Today Mashable put out a study from Napkin Labs showing that only 6% of you are really listening, Take a look.
Big brands like to tout the number of fans they have on Facebook, but a new study suggests they may want to start focusing more on the core audience who actually engage with their Page.
On average, just 6% of fans engage with a brand’s Facebook Page via likes, comments, polls and other means, according to a study from Napkin Labs, a Facebook app developer that works with brands and agencies. Of those fans that did, the average engagement was the equivalent of less than one like over the course of the eight weeks the study was conducted.
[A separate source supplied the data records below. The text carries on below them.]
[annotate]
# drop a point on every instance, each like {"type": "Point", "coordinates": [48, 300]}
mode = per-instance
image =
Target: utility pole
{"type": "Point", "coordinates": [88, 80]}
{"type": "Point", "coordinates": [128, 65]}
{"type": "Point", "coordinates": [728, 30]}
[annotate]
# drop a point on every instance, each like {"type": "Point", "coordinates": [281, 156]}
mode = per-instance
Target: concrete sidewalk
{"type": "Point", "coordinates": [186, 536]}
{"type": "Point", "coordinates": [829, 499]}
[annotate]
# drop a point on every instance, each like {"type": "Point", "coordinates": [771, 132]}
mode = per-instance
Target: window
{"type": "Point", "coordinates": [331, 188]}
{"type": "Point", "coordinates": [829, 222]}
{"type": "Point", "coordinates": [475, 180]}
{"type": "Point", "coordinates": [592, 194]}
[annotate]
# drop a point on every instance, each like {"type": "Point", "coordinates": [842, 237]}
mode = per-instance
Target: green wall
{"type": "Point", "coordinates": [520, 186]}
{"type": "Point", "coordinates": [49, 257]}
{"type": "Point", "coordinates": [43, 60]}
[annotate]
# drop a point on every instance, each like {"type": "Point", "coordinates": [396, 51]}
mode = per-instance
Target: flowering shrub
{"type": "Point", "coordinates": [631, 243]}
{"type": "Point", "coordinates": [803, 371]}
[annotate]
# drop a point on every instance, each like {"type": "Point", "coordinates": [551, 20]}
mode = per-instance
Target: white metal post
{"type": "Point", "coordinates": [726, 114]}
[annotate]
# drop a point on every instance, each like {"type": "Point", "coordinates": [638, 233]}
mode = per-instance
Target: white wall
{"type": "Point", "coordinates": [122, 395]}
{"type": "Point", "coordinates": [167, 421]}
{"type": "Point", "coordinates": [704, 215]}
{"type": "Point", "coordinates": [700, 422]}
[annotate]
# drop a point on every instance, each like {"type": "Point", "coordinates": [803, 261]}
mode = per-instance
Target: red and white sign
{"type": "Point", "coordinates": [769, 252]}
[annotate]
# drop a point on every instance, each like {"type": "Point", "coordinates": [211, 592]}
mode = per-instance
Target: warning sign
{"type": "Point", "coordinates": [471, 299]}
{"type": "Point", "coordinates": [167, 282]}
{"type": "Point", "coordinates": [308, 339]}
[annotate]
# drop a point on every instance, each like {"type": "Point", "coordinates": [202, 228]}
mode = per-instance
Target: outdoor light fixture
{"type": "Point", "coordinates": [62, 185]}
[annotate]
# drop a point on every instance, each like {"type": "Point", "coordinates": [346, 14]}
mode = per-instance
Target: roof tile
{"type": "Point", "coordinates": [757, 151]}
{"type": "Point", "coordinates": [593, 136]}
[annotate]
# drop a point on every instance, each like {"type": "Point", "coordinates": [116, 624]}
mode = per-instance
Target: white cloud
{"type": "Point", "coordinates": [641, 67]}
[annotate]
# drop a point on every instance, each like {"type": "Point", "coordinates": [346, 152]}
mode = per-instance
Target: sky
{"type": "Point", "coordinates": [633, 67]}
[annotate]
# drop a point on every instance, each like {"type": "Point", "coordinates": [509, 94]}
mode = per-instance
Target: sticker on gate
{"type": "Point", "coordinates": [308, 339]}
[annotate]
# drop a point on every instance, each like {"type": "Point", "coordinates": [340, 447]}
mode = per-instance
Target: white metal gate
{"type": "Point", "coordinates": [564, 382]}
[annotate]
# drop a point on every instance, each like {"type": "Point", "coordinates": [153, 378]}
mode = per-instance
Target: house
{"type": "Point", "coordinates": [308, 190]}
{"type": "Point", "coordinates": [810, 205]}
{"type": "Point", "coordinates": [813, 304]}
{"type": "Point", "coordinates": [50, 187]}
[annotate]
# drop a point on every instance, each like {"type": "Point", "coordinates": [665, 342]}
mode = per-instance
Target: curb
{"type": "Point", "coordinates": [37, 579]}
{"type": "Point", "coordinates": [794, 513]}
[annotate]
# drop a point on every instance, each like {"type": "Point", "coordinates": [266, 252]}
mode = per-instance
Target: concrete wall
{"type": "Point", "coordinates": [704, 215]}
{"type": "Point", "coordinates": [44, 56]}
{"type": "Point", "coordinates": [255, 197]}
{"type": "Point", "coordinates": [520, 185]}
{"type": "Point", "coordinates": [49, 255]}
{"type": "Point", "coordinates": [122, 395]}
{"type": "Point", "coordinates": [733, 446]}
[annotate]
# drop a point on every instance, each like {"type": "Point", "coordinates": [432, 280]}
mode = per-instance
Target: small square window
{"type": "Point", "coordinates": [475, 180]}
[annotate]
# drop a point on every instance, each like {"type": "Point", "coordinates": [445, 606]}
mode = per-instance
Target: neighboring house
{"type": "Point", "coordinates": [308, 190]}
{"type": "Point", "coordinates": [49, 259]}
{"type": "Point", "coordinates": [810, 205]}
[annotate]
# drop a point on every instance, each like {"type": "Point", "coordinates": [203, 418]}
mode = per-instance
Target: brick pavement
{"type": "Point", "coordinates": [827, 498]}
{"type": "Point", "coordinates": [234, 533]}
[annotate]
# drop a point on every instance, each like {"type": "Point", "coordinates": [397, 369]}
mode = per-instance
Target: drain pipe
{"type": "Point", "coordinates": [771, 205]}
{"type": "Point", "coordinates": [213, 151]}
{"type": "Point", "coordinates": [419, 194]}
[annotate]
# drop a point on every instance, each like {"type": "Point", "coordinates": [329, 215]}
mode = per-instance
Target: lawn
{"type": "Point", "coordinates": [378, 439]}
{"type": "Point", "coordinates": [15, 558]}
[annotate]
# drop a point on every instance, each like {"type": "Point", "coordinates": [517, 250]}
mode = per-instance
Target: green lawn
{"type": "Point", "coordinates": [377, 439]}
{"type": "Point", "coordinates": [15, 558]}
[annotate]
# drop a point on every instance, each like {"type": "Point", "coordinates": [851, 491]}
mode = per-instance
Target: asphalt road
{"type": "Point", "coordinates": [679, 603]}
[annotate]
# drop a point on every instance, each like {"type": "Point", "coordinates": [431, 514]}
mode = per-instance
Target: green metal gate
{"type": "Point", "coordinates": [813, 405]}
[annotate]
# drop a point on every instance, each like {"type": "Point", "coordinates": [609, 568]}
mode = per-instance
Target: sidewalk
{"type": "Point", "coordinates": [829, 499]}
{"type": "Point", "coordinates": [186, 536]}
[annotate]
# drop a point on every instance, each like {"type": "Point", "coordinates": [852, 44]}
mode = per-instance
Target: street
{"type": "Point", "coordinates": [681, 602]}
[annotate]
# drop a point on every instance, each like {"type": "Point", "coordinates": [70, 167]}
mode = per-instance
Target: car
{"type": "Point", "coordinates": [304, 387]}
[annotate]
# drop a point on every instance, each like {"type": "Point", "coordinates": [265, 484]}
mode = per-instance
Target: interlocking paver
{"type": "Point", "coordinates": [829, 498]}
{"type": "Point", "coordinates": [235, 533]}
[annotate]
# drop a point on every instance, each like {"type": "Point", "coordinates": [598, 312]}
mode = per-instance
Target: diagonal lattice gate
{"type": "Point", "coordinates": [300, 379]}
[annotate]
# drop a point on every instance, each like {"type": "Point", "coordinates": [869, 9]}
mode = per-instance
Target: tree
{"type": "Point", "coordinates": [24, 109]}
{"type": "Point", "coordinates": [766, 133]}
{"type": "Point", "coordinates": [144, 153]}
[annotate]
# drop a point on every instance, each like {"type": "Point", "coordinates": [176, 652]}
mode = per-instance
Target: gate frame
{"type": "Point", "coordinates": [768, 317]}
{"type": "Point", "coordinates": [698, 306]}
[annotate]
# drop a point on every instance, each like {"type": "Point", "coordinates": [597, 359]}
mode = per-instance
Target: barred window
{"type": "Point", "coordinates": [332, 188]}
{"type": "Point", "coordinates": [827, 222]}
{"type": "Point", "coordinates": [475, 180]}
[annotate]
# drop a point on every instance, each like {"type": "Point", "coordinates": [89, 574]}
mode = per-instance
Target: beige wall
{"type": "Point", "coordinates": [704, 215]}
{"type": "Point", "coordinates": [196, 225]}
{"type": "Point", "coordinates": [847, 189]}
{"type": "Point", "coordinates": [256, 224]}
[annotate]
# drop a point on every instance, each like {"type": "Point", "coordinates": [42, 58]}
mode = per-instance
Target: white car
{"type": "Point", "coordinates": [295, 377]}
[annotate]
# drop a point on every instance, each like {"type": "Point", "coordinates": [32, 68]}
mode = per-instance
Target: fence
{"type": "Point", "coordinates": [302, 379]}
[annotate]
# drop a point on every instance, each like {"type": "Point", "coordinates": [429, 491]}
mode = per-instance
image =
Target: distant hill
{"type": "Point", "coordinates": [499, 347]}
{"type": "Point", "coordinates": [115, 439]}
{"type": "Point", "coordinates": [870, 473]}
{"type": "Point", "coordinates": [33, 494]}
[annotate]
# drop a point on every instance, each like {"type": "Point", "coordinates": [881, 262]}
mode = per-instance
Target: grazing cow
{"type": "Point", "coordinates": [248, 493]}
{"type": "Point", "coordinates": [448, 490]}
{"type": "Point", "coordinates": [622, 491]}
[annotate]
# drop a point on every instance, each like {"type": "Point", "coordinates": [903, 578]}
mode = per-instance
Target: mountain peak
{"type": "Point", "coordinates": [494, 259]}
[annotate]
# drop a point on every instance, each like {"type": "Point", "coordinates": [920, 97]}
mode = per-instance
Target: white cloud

Napkin Labs analyzed fan engagement for more than 50 brand pages, including consumer electronics companies, retailers and more, with between 200,000 to 1 million fans each. The researcher found that having more likes doesn’t necessarily mean having more engagement. In fact, the more Facebook fans a brand has, the lower the percentage of engaged fans tends to be. For example, brands with between 900,000 to 1 million fans had 60% less engagement than brands with 500,000-600,000 fans.
What really drives the engagement on a brand’s page appears to be the core group of devoted fans — or what Napkin Labs refers to as “superfans.” The study found that, on average, the engagement of each one of a brand’s 20 most engaged fans is equal to that of 75 average fans. Each month, the so-called superfan likes 10 posts, shares five pieces of content and comments once. What’s more, these fans tend to get significantly more likes and comments on their posts than average fans, which helps drive up engagement on the brand’s page even more.
“Every business has to measure what they do and make sure that it is effective. Likes can be part of that measurement, but we need to start looking beyond that a bit, and start looking in more depth at what fans are actually doing,” Riley Gibson, the co-founder and CEO of Napkin Labs, told Mashable. As part of this, Gibson argues that brands need to focus on interacting more with their existing fan base rather than just focusing on growing their numbers.
Indeed, this may become even more important soon as reports suggest that Facebook has tweaked its EdgeRank algorithm, which determines how much content from advertisers appears in a user’s news feed. As a result, some brands have reportedly seen their reach decline on Facebook. However, engaging more with devoted fans could help brands broaden their reach on the social network.
“If you can get fans involved, get them talking about the brand, the engagements of each of those fans gets pushed to their friends feeds,” Gibson said. “So you can actually build more presence in the news feed by engaging your core audience.”